大会長の報告によると,今大会の参加者は266人であり,目標の300人には届かなかったというが,私は久しぶりに“お祭り”的ではない静かな学会の雰囲気にほっとした。
会員数減少と学会の先行き
ところで,日本看護診断学会では,将来構想委員会(委員長・佐藤正美)が2024年度報告書を提出している。その中に下記のような率直な記述がある。「本学会は近年会員数,学術大会参加者数,学術大会発表数,学会誌投稿数ともに減少し,資金面においても厳しい状況に置かれている。急速に看護診断離れが進んでいると言われることもあるが,拡大する看護職の専門的診断が実践に貢献するためには看護診断は重要な位置づけにある」という見解のもと,以下について継続審議としている。

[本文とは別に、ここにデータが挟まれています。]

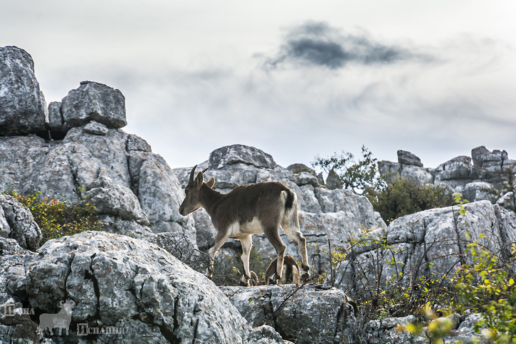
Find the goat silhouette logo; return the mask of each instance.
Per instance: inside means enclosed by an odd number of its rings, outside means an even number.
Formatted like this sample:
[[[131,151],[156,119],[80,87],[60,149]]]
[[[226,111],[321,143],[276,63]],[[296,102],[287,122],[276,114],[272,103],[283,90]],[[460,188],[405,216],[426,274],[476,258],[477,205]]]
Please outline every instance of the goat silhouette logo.
[[[72,321],[72,308],[75,306],[75,303],[72,300],[65,303],[61,301],[60,306],[61,311],[56,314],[43,313],[39,316],[39,328],[41,331],[48,330],[51,335],[53,335],[53,330],[57,328],[56,334],[58,335],[58,330],[60,329],[60,335],[63,335],[63,330],[66,330],[66,335],[68,335],[68,327]]]

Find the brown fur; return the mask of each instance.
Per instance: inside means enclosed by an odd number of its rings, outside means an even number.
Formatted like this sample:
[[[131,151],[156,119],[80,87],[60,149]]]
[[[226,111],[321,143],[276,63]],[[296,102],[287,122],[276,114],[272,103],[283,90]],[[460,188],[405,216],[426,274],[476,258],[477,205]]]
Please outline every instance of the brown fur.
[[[263,232],[276,250],[275,278],[280,279],[286,249],[278,232],[281,225],[285,234],[298,245],[303,263],[303,276],[307,277],[306,239],[299,230],[297,197],[292,190],[281,183],[270,182],[237,187],[227,194],[222,194],[211,188],[214,184],[213,177],[207,183],[204,182],[203,172],[199,172],[194,179],[195,168],[190,172],[179,213],[186,216],[202,207],[210,215],[217,231],[214,245],[209,250],[212,259],[228,238],[240,240],[245,271],[241,282],[248,286],[251,236]],[[211,276],[212,272],[211,265],[208,276]]]
[[[276,272],[276,260],[274,260],[269,264],[269,267],[265,271],[265,283],[270,283],[270,278]],[[298,262],[295,261],[290,256],[285,254],[283,259],[283,271],[281,274],[281,278],[278,281],[278,284],[299,284],[301,276],[301,271],[299,269]]]

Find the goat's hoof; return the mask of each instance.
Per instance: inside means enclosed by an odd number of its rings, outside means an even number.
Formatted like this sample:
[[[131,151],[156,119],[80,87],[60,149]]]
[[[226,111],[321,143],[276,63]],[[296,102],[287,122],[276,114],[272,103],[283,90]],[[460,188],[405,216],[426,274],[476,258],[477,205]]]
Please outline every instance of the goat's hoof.
[[[243,276],[242,278],[240,278],[240,285],[242,286],[249,286],[250,279],[250,277],[248,277],[246,275]]]

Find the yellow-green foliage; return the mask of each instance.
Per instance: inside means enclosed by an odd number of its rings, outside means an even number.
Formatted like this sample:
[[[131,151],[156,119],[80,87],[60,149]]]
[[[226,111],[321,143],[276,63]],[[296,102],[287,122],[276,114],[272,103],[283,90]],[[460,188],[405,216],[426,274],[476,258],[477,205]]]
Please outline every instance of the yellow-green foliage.
[[[398,217],[433,208],[455,204],[443,187],[421,185],[409,178],[395,178],[385,188],[367,194],[374,210],[390,222]]]
[[[495,343],[516,343],[516,283],[513,270],[484,247],[473,242],[468,245],[473,263],[458,271],[456,288],[470,308],[482,314],[475,325],[484,337]],[[516,256],[512,244],[512,257]]]
[[[32,213],[34,221],[41,229],[41,244],[51,239],[73,235],[84,231],[100,231],[102,224],[98,221],[95,207],[86,200],[78,203],[41,197],[41,193],[31,195],[8,193]]]

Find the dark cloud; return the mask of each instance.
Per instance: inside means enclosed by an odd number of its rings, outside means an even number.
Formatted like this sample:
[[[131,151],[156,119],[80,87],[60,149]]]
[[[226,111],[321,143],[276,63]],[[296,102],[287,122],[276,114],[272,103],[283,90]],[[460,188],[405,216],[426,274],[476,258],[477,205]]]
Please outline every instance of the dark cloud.
[[[338,69],[349,63],[389,64],[430,59],[405,47],[375,41],[365,33],[344,35],[326,23],[307,22],[290,29],[278,53],[265,65],[275,68],[289,63]]]

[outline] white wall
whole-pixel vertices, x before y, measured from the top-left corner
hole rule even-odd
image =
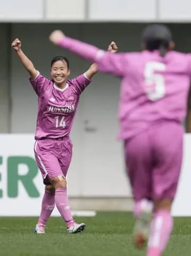
[[[102,48],[106,48],[109,42],[115,40],[120,51],[131,51],[140,48],[140,35],[144,26],[143,24],[125,23],[103,23],[101,26],[14,24],[12,26],[10,37],[12,40],[16,37],[21,39],[24,52],[32,60],[36,68],[47,76],[49,75],[51,60],[56,55],[66,55],[70,60],[72,77],[84,72],[89,64],[72,53],[51,45],[48,40],[48,35],[53,29],[61,29],[68,36],[94,44]],[[189,25],[174,24],[170,27],[174,32],[177,48],[191,51]],[[7,45],[10,45],[11,42],[8,39],[7,42]],[[37,111],[37,97],[28,81],[27,73],[13,51],[11,48],[10,51],[11,131],[13,133],[33,134]],[[0,89],[0,95],[4,97],[2,88]],[[105,196],[131,196],[131,189],[124,178],[123,148],[116,139],[118,130],[116,116],[119,89],[119,81],[117,79],[99,73],[82,95],[72,133],[74,144],[74,157],[70,171],[73,177],[73,186],[76,188],[74,194],[93,195],[98,184],[101,182],[100,187],[103,190],[99,191],[99,196],[101,196],[103,192]],[[5,122],[8,121],[8,115],[6,117]],[[96,131],[85,133],[87,126],[96,128]],[[83,184],[79,186],[82,175],[84,175],[83,182],[90,181],[89,186],[85,187],[87,189],[85,192],[82,189]],[[109,187],[107,193],[104,189],[104,184],[106,183],[107,187]],[[116,187],[116,184],[120,186]]]
[[[0,132],[8,133],[10,127],[10,76],[11,59],[10,45],[10,26],[0,26]]]
[[[179,49],[191,51],[189,26],[173,24],[170,26],[174,33],[177,48]],[[72,77],[84,72],[89,67],[89,64],[72,53],[51,45],[48,40],[48,35],[53,29],[61,29],[70,36],[94,44],[102,48],[106,48],[111,40],[115,40],[120,51],[131,51],[140,49],[140,35],[144,26],[143,24],[129,23],[103,23],[101,26],[98,24],[15,24],[12,25],[11,38],[12,39],[15,37],[21,39],[23,51],[32,60],[36,68],[47,76],[49,76],[50,61],[54,56],[57,54],[66,55],[70,61]],[[10,45],[9,42],[7,42],[7,45]],[[10,51],[11,67],[8,71],[11,79],[12,101],[11,132],[33,133],[37,109],[36,97],[28,81],[27,73],[14,53],[11,49]],[[1,52],[5,54],[6,51]],[[0,61],[7,60],[5,57],[1,58]],[[2,64],[3,68],[6,67],[4,63],[4,61]],[[3,73],[4,73],[4,72]],[[101,87],[102,90],[108,90],[108,86],[111,88],[116,86],[116,80],[111,76],[100,73],[97,75],[91,86]],[[83,96],[85,97],[85,91]],[[92,97],[92,101],[94,101],[93,95]],[[98,101],[98,99],[96,100]],[[107,102],[107,104],[114,104],[117,107],[117,98],[115,100],[114,102],[111,97],[109,100],[110,102]],[[26,109],[27,116],[24,115]]]

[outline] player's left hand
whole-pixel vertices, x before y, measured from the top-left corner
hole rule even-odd
[[[115,42],[112,41],[108,46],[108,52],[111,53],[115,53],[118,51],[118,47]]]
[[[61,30],[54,30],[50,35],[49,39],[53,44],[57,45],[64,36],[65,35]]]

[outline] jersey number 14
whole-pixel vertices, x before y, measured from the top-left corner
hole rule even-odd
[[[59,117],[59,115],[55,117],[56,128],[64,128],[66,127],[66,122],[64,121],[64,118],[65,117]]]
[[[165,80],[162,72],[166,65],[161,62],[151,61],[146,63],[144,70],[145,92],[150,100],[154,101],[164,97]]]

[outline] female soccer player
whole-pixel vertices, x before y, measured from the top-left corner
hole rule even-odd
[[[51,80],[44,77],[21,49],[21,42],[15,39],[12,46],[30,75],[30,81],[38,96],[38,112],[34,144],[35,158],[46,185],[41,211],[34,232],[44,234],[48,218],[56,204],[65,220],[67,230],[76,233],[85,228],[73,220],[69,207],[66,176],[71,161],[72,144],[70,134],[81,93],[97,72],[93,64],[83,75],[68,80],[69,62],[56,56],[51,62]],[[108,51],[115,52],[114,42]]]
[[[112,55],[59,30],[50,39],[96,62],[99,70],[121,77],[119,137],[135,200],[135,242],[142,246],[149,238],[147,256],[160,256],[173,226],[170,212],[181,166],[191,55],[172,51],[171,32],[162,24],[145,29],[141,52]]]

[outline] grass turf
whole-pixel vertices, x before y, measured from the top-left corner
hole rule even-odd
[[[0,218],[1,256],[141,256],[132,241],[134,223],[126,212],[99,212],[76,218],[84,232],[68,234],[61,218],[50,218],[45,235],[33,233],[36,218]],[[164,255],[191,255],[191,218],[177,218]]]

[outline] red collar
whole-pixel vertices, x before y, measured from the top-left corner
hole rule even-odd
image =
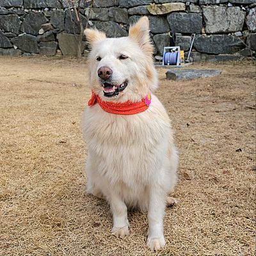
[[[92,92],[91,99],[88,102],[88,106],[91,107],[96,102],[99,104],[104,111],[111,114],[134,115],[143,112],[148,108],[151,103],[151,94],[148,93],[145,99],[138,102],[133,103],[128,100],[121,103],[104,101],[99,95]]]

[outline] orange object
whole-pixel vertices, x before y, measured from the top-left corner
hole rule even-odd
[[[150,103],[149,99],[151,102],[151,95],[150,93],[147,94],[145,99],[136,103],[133,103],[130,100],[125,102],[112,102],[102,100],[99,95],[92,92],[91,99],[88,101],[88,106],[92,107],[95,103],[98,103],[104,111],[111,114],[134,115],[143,112],[148,108]]]

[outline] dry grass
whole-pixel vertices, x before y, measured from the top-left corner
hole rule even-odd
[[[180,204],[166,209],[166,246],[152,253],[146,214],[130,212],[131,234],[118,239],[106,202],[84,193],[84,61],[1,58],[0,255],[255,255],[255,67],[204,65],[189,68],[222,74],[172,82],[159,70],[157,95],[180,155]]]

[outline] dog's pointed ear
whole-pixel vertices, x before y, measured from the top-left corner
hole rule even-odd
[[[100,41],[106,38],[105,33],[97,29],[86,28],[84,33],[86,37],[87,42],[90,45],[93,44],[95,42]]]
[[[149,21],[147,17],[140,18],[129,29],[129,37],[138,43],[141,49],[147,54],[153,54],[153,45],[149,36]]]

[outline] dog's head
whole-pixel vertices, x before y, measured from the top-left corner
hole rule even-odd
[[[90,29],[84,34],[91,47],[90,82],[104,100],[138,101],[157,88],[147,17],[130,28],[127,37],[107,38]]]

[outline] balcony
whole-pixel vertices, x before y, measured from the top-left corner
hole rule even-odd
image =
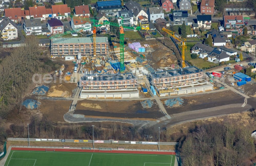
[[[6,29],[5,30],[6,31],[15,31],[16,30],[16,29]]]
[[[54,29],[53,30],[54,31],[62,31],[62,28],[60,28],[60,29]]]

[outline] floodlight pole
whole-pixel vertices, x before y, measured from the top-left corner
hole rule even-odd
[[[29,131],[28,128],[28,146],[29,146]]]
[[[94,125],[92,125],[92,135],[93,137],[93,139],[92,139],[92,145],[93,147],[93,149],[94,149]]]
[[[159,134],[158,136],[159,144],[158,145],[158,151],[160,151],[160,127],[158,127],[159,129]]]

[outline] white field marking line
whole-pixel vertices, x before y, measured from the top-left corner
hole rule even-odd
[[[90,162],[89,163],[89,166],[90,166],[90,164],[91,164],[91,160],[92,160],[92,155],[93,155],[93,153],[92,154],[92,157],[91,157],[91,160],[90,160]]]
[[[35,152],[35,153],[45,153],[45,152],[30,152],[30,152],[26,152],[26,151],[16,151],[16,152],[32,152],[32,153],[34,153],[34,152]],[[70,152],[48,152],[48,153],[73,153],[73,154],[76,153],[76,154],[96,154],[96,155],[133,155],[133,156],[157,156],[157,155],[132,155],[132,154],[114,154],[114,153],[113,153],[113,154],[106,154],[106,153],[87,153],[86,152],[85,152],[84,153],[70,153]],[[171,155],[166,155],[166,156],[171,156]]]

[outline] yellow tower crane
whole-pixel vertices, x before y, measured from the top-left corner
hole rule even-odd
[[[182,37],[180,38],[177,38],[174,35],[174,32],[170,31],[164,28],[163,28],[162,30],[174,38],[181,43],[182,46],[182,52],[181,54],[181,57],[182,59],[182,68],[185,67],[186,65],[185,64],[185,49],[187,49],[187,45],[186,45],[187,39]]]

①学会名称の再考(会則第1条),②学会の目的(会則第3条)の見直し,③学会の事業(会則第4条)の見直し,④「看護診断」の定義について,⑤Webサイトと会員管理システムの活用についてなどである。
会員動向をみると,2023年3月末に488人であった会員は,2024年には入会者26人に対し退会者数が51人に上り,年会費3年未納者25人を加えると76人減となる。したがって2024年度末の会員数は438人である。
日本看護診断学会は,2025年7月定期総会で役員が交代となった。次期執行部のかじ取りが極めて重大責任であることがわかる。将来構想委員会は,会則第1条「日本看護診断学会と称する」ことや,会則第3条「本会は,適切な看護を行うために看護診断ならびに介入・成果に関する研究・開発・検証・普及を行うと共に会員相互の交流を推進する。また,看護診断に関する国際的な情報交換や交流を行うことによって,看護の進歩向上に貢献することを目的とする」ことの見直しを提案しているのである。そうなるともはや現組織とは別物になってしまう可能性がある。
ここからは私見である。日本看護診断学会は今もって法人化されていないため任意団体であるから,会の先行きをどうディレクションするかは自由であろう。そこで,NANDA-Iの日本組織として連携しつつ,日本版看護診断学の開発研究を目的とする研究開発組織として再出発することを提案する。